Four remarkable leaders, whose life experiences give them inspiration and strength, share their personal stories and reflect on their leadership journeys with Fred Ali, the retired President and CEO of the Weingart Foundation and a former nonprofit leader. The interviews are inspired by the words of Booker T. Washington: “Success is to be measured not so much by the position that one has reached in life as by the obstacles which he has overcome while trying to succeed.”
The series is underwritten by
Bank of America and the Weingart Foundation.
Desmond Meade, President, Florida Rights Restoration Coalition, shares his leadership journey and discusses his greater motivation beyond the work, overcoming addiction, homelessness, and incarceration to embrace a calling to work in service of others.
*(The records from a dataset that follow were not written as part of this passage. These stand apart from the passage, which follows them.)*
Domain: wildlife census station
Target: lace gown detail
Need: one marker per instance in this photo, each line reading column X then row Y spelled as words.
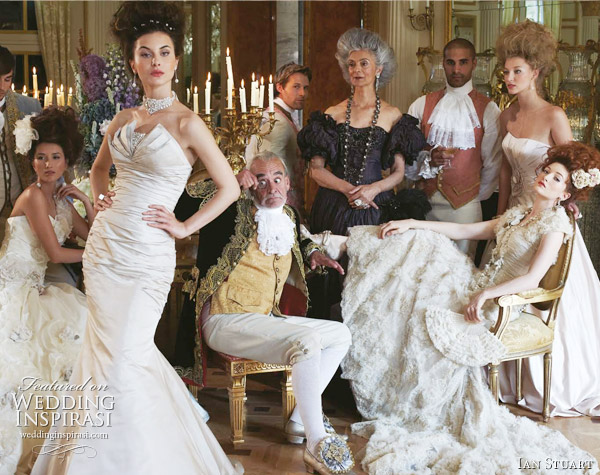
column 156, row 426
column 41, row 328
column 576, row 350
column 415, row 364
column 323, row 137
Desmond speaks on the power of philanthropy to advance opportunity and justice as well as the need to support and trust in the transformative ideas of leaders on the frontlines of social change.
Greisa Martinez Rosas, Executive Director, United We Dream, shares that a series of life experiences compelled her commitment to social justice; crossing the Rio Grande River at seven years old to growing up in the South as an undocumented and queer youth. Greisa discusses strategic alliances to resist race and gender oppressions, using her voice as a truth-teller and teaches us that investing in emerging leaders like herself is our hope for a more equitable future.
Phi Nguyen, Executive Director, Asian Americans Advancing Justice – Atlanta reflects on the leadership challenges she has faced during a period of increasing anti-Asian racism and violence. Phi offers hope, using her platform boldly and responsibly, leading within her organization, and offers insights to philanthropy – going beyond the grant, trusting your grantees, and providing unrestricted funding – while stressing that more needs to be done to understand and support Asian American communities.
Reverend Jennifer Bailey, Founder and Executive Director, Faith Matters Network channels her early life experiences of isolation and marginalization into a ministry of belonging and healing. She discusses her work centered on creating communities of belonging and healing the healers. Jennifer challenges the use of the terms such as “young” and “emerging”, – reminding us that leaders have moments of awakening at different points in their lives and to invest in people regardless of age or stage of development.